Kunt u niet vinden wat u zoekt?
Sportblessures: over acute schouderpijn en ontwrichting van de elleboog

Schouderontwrichting is een veelvoorkomende blessure bij atleten, zo niet de meest voorkomende. Het komt met aanzienlijke frequentie voor bij zowel contact- als niet-contactsporten. Terugkerende instabiliteit van de schouder is het grootste probleem bij anterieure schouderontwrichting.
Mechanisme van letsel: Anterieure schouderontwrichting kan worden veroorzaakt door directe of indirecte krachten. Het indirecte mechanisme is meestal externe rotatie van een ontvoerde schouder als gevolg van een val op een uitgestrekte arm, tijdens het breken van een tackle bij voetbal, of het blokkeren van een schot of een hoge pass bij basketbal. Bij boksen kan anterieure ontwrichting optreden bij follow-through wanneer een bokser de tegenstander mist.
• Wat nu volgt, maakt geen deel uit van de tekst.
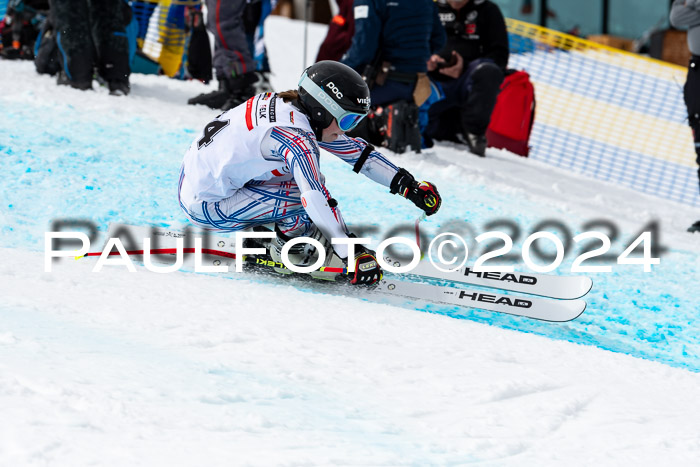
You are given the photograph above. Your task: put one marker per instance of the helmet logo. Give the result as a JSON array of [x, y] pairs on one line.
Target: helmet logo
[[335, 90]]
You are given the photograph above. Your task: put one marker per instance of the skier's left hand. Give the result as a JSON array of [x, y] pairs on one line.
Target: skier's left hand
[[423, 194], [367, 270]]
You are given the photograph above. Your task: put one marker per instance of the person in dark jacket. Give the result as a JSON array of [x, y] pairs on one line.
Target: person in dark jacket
[[233, 60], [686, 14], [470, 69], [340, 33], [400, 35], [92, 33]]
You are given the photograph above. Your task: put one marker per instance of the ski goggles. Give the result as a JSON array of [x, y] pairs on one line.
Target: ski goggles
[[346, 120]]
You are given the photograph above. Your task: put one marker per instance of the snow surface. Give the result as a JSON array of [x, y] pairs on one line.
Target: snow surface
[[184, 369]]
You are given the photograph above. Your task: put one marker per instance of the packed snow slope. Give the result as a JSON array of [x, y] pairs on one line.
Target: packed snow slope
[[183, 369]]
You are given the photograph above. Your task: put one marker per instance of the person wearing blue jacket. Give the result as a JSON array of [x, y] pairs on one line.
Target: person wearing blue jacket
[[399, 36]]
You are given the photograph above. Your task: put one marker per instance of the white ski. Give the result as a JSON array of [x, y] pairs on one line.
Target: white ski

Een direct mechanisme wordt gezien bij contactsporten wanneer een anterieur gerichte kracht wordt geleverd aan de achterkant van de schouder, wat resulteert in een anterieure ontwrichting.
Evaluatie en behandeling ter plaatse: De diagnose van een schouderluxatie is doorgaans vanzelfsprekend. De atleet presenteert zich doorgaans met verlies van contour en beperking van interne rotatie. Na een succesvolle reductie is het verplicht om een neurovasculair onderzoek te herhalen. Post-reductie röntgenfoto's zijn ook vereist om geassocieerde fracturen uit te sluiten en een reductie te bevestigen. Er is een duidelijke consensus in de literatuur dat immobilisatie geen rol speelt in de conservatieve behandeling van schouderluxatie, behalve voor comfort. Een begeleid revalidatieprogramma met de nadruk op versterking van de rotator cuff maakt ook deel uit van de behandeling.
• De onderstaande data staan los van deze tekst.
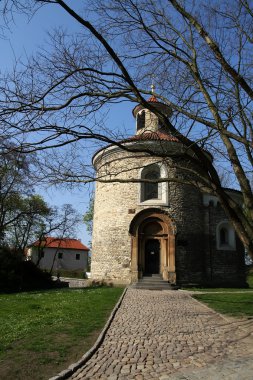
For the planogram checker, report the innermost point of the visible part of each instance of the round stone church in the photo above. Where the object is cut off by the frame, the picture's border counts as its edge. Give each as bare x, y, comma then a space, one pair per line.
143, 225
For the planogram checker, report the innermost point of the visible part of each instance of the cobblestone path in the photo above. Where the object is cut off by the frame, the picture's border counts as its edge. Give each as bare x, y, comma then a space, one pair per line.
168, 335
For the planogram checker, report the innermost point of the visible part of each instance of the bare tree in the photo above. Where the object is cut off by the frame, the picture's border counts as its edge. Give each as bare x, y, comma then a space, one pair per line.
201, 56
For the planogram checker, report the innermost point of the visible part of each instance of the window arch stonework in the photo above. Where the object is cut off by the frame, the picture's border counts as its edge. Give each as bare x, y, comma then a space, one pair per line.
151, 192
225, 236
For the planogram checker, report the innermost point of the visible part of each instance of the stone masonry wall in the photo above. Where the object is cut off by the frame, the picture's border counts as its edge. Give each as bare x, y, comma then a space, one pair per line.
117, 203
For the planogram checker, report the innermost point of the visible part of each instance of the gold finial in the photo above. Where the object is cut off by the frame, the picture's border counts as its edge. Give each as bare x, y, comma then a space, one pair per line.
152, 83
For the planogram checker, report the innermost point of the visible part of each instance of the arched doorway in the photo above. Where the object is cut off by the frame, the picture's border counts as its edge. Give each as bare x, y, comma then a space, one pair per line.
152, 257
153, 245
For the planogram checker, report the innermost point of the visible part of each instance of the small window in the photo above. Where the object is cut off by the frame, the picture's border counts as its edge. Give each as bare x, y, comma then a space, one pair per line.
151, 190
140, 120
225, 237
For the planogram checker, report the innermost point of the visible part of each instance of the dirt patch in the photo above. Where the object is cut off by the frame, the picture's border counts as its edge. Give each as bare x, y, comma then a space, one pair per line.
20, 363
Bewegingsbereikoefeningen en zachte isometrische oefeningen beginnen zo vroeg mogelijk, Isokinetische oefeningen worden gestart tussen drie en zes weken. Plyometrische oefeningen worden gestart tussen 6 en 8 weken. Bicepsversterking is ook een belangrijk element.
Uithoudingsvermogensoefeningen worden ook benadrukt omdat spieren hun tonus verliezen wanneer ze vermoeid zijn en niet in staat zijn om stabiliteit te bieden. De atleet kan worden toegestaan om terug te keren naar sporten wanneer het bewegingsbereik gelijk is aan dat van de andere kant en ten minste 90% van de kracht van de andere kant is herwonnen.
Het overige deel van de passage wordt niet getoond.